PANAAD STADIUM -Bacolod, Philippine
フィリピン・バコロドは、サッカーが盛んではない。現地の人に話を聞くと、フィリピンでスポーツといえばバスケットボールが一番に挙げられ、ボクシングやバレーボールが後に続く。レストランではNBAの映像が流れ、少年が楽しそうにストリートでプレーするのは、決まってバスケットボールである。現地の人にサッカーの話をすると「90分長いよ」と決まっていうけれど、全然わかってないと声を大にして言いたくなる。というか、言う。
そんな街で唯一サッカーを感じることができるのが、ここPanaad Stadiumだ。
フィリピンの交通手段であるジプニーを乗り継ぎ、隣に座るおじさんの何語だがわからない話を聞きながら、僕はPanaad Stadiumに辿り着いた。
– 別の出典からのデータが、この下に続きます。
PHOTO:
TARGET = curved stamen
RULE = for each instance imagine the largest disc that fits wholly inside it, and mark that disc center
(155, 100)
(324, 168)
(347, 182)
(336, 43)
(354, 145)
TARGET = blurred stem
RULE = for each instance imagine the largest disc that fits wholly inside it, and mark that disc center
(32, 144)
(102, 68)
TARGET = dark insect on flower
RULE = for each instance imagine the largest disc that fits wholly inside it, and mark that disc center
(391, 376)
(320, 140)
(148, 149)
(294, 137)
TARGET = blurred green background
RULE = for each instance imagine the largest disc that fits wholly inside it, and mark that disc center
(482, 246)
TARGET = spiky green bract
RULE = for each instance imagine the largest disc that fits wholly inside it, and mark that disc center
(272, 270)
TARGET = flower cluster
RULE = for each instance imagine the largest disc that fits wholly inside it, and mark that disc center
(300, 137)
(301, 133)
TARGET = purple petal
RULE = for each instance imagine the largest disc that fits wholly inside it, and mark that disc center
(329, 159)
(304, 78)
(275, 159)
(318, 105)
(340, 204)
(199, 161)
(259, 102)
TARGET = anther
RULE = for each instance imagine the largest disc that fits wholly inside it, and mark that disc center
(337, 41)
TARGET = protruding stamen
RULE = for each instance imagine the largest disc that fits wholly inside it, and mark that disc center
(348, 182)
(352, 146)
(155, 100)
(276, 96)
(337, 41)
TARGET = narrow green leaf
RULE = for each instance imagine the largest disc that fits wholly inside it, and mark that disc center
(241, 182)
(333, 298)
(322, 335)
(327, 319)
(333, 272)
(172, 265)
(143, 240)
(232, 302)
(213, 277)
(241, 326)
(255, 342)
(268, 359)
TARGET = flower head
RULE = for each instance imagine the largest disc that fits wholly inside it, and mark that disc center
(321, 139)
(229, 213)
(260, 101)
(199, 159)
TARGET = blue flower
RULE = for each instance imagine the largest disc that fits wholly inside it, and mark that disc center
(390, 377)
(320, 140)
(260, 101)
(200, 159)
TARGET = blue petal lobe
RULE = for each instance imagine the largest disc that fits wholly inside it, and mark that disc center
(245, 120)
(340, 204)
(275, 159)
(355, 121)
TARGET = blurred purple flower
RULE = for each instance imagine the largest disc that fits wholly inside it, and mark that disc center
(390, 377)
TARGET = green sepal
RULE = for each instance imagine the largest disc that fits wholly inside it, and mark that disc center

おじさんは、なぜそんな場所に行くのかを尋ね、そしてそこには何もないということを教えてくれようとしていたのかもしれない。おじさん、僕は今着くのかどうかもわからない乗り物に乗っているんだから、そんな余裕はないんだ。
収容人数15,500人の小さなスタジアムは、大きな公園の中にある。その存在感の薄さは、まるで住む人がいなくなった古民家のようだ。普段は現地人の憩いの場になっていて、ごく稀にサッカーの試合が行われたり、お祭りが行われたりするというのは、現地の人から聞いた話だ。こんなところで試合なんて出来るの?と疑いそうになるが、ついこの前はACLの国際試合が行われ、かつてはU-16日本代表もここで試合をしている。らしい。
スタジアムの中といえば、それはまさに公園だった。スタンドのある、公園。サッカーのスタジアムであるということは、おそらく誰も思っていない。自由に入ることができるスタンドとピッチには、タンクトップを着たおじさん、ギターを弾く青年、音楽を聞きながら話すカップル、そして友達と写真を撮り合う女の子がいた。見るからに日本人である僕は、ここにいる間中、物珍しそうにジロジロ見られ続けることになる。
ピッチの周りには白いロープが張られ、中に入ることはきっと許されていないのだけれど、おしゃれな写真をあげることに命をかけている今時女子に、白いロープは見えていない。
スタジアムの外では、少年少女たちがそれは見事にサッカー以外のスポーツを楽しんでいた。バスケットボール、ダンス、スケートボード、自転車…。インテルのユニフォームを身にまとい、唯一サッカーを感じさせたこの少年は「インテル好きなの?」と聞いた僕に対して微笑みをくれたけど、あの感じ、多分インテル知らないんだろうな。
Panaad Stadiumはサッカーが盛んじゃないこの街を、象徴しているような場所だった。いつかまた、今度は試合があるときに、ここに来たいと思う。この街にも、サッカーの面白さがわかる時はくるのだろうか。来てほしいと願う。そしたらこのスタジアムも、ちょっとは報われるんじゃないだろうか。
帰り道、どのジプニーに乗ったらいいかわからない僕を優しく案内してくれたおっちゃんと、「ダウンタウン行く?」って聞いたら満面の笑みで「ダウンタウン!」と返してくれた運転手のおかげで、僕は無事、帰ることができた。行くかどうか聞いたんだけど。
なんだか懐かしいような感覚をくれて、静かでゆっくりとした時間を過ごさせてもらったから、帰りのジプニーで一緒に乗り合わせた子供たちに「アンニョーン!」ってからかわれたことは、許そうと思う。もう何人とか、どうでもいいや。